振り返ると見えたのは、黒い傘を差しながら立っている無表情の工藤さんと、レインコートを着て、お腹を抱えてしゃがんでいる戸倉さんの姿。

「ど、どうしてここに……!」

「帰り道だからに決まっているとは思いませんか」

そ、そりゃあ、駅に向かうには最短の道かもしれないけど。

「く、車で帰るとかあるでしょ」

「飲酒運転は法律的に問題がありますし。

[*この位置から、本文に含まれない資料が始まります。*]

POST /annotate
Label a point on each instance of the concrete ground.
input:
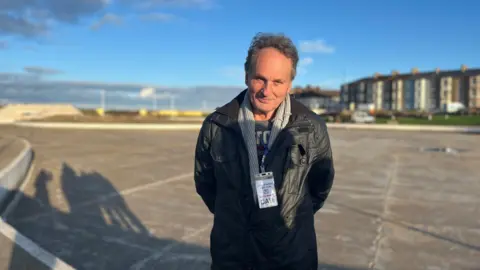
(126, 200)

そんなことでメディアを騒がせるつもりはありません」

ああ、そういえば街コンで、お酒も出されていたかもしれない。

「社長なら、お抱えの運転手とかいるんじゃないですか」

「社用でもないプライベートで、そんなものを使う意味がわかりません」

……ああ言えばこう言うって聞いたことあるけど、こんな感じな事を言うんじゃないだろうか。

とりあえず。

「す、好きでもない方と、つきあうとかありえません!」

「では、好きになってください」

……やっぱり倒れてもいいですかー?

なんだかいろんなことがあってクラクラしていたら、戸倉さんが立ち直って工藤さんを見上げる。

「慎一は、梨理ちゃんのどこに惹かれたわけ?」

……ああ、それは聞いてみたいかも。
あんな短い数時間で、どこをどうやったら、つきあうとかに発展したんだか。

是非、伺いたい!

「嬉しそうに食べる姿に」

無表情に見つめられて、じりっと一歩下がった。

「食べて幸せそうに微笑んで、まるで花がほころんだように、とでも形容するに値する姿でした。話していても楽しそうにしてくださいましたし、あの頬に触れたら柔らかそうで、きっと、この手で抱きしめたら気持ちが……」

「ああ、ストップストップ。それ以上言うと、ただの変態だから」

そう言って戸倉さんが止めたけど、もうすでに変態です。

思わず美保と手を取り合って、青ざめるくらいには。